Frans mengatakan kebijakan pemerintah yang mencabut aturan Harga Eceran Tertinggi (HET) untuk minyak goreng kemasan akan meningkatkan pasokan di pasar. RNI optimistis kebijakan ini dapat menstabilkan harga minyak goreng, dalam menghadapi Ramadan 2022.
"Saat kami penuhi pasar nanti, mekanisme pasar berjalan. Jadi, kuncinya semua stakeholder melancarkan distribusi kami ke masyarakat," kata Frans.
Pemerintah mulai hari ini mencabut ketentuan Harga Eceren Tertinggi (HET) untuk minyak goreng sawit dalam kemasan. Pemerintah juga akan merevisi aturan kewajiban pasar domestik (DPO) yang menjadi syarat ekspor minyak sawit mentah atau crude palm oil atau CPO.
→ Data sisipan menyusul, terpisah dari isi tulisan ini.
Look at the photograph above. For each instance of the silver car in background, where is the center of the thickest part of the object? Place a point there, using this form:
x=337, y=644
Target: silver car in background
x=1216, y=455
Meski begitu, aturan kewajiban pasar domestik atau domestic market obligation/ DMO CPO masih berlaku yakni sebesar 30% dari total volume ekspor. Selama ini hasil DMO itu wajib dijual sesuai dengan aturan DPO, yakni CPO senilai Rp 9.300 per kilogram (Kg) dan olein senilai Rp 10.300 per Kg.
"Saat ini, yang jelas DMO 30% masih dikenakan, kemudian harga (migor curah) itu Rp 14 ribu per liter. (Aturan) ke bawahnya (seperti DPO) akan kami diskusikan," kata Kepala Badan Pangan Nasional Arief Prasetyo Adi saat pendistribusian migor curah oleh BUMN Pangan di Pasar Kramat Jati, Rabu (16/3).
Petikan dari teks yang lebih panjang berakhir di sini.